Dag Myra,
Je sleetjetrekker trekt schuin omhoog. De horizontale component van die kracht kun je uitrekenen zeg je. Hoef ik dus niet te doen, ik doe een gokje, 90 N. (je resulterende kracht is dus in géén geval 40 N hè !!)
Daarna hoef je je verder niet in de war te laten brengen. Alleen in horizontale richting wordt er iets verplaatst, en alleen in die richting wordt er arbeid verricht. Het enige wat je daarvoor hoeft te weten is de uitgeoefende kracht in die richting, en de afgelegde weg.
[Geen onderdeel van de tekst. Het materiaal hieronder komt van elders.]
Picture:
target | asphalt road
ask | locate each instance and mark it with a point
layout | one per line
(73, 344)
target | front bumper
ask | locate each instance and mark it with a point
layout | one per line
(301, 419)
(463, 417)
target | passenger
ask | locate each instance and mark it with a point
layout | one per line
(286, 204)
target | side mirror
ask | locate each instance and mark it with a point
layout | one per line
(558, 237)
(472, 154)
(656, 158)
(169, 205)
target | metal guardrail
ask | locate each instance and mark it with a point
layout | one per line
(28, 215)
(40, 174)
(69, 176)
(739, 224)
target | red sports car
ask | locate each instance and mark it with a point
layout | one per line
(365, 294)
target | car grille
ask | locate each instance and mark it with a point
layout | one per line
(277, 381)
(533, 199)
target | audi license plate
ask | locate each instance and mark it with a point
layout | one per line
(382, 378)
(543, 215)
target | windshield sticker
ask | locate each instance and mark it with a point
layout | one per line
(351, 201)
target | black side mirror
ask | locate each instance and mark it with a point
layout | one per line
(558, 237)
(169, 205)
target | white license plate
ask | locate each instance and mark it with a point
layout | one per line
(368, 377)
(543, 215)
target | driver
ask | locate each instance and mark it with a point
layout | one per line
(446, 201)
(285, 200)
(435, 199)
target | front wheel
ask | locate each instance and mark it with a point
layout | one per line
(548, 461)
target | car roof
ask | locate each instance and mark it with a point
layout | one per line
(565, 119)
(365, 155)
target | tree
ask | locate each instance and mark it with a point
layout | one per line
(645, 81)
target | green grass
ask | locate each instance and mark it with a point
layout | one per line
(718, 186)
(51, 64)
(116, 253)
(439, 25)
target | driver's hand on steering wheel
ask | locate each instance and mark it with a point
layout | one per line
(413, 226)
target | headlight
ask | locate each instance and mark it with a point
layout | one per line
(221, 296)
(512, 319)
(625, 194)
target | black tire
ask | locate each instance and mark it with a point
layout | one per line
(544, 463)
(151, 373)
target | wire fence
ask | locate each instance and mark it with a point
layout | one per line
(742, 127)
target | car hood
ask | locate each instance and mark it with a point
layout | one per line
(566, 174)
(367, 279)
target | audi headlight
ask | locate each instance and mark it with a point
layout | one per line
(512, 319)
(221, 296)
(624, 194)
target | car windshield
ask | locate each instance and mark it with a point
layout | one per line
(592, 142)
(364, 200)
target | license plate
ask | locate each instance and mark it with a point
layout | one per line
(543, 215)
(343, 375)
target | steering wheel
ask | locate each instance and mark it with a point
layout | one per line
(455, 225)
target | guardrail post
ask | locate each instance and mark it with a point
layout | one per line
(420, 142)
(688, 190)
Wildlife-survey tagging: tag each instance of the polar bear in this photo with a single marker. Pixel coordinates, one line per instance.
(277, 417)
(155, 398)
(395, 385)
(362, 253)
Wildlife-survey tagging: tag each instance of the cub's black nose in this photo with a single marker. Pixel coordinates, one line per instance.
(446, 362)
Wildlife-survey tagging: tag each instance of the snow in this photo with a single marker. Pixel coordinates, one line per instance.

W= F·s, je sleetjetrekker oefent dus een arbeid uit van om en nabij 1800 J. (en jij kunt dat preciezer uitrekenen)
De glijweerstand van 70 N en de massa van de slee van 40 kg komen voor dit onderdeel nergens van pas (of het zou moeten zijn om je in de war te brengen, maar dan zou ik je ook kunnen vertellen dat de sleetjetrekker een rode sjaal met een lengte van 2 m en een massa van 245 g om zijn nek had). Maar die heb je mogelijk later nodig om uit te rekenen wat de snelheid van de slee na 20 m zal zijn of zo.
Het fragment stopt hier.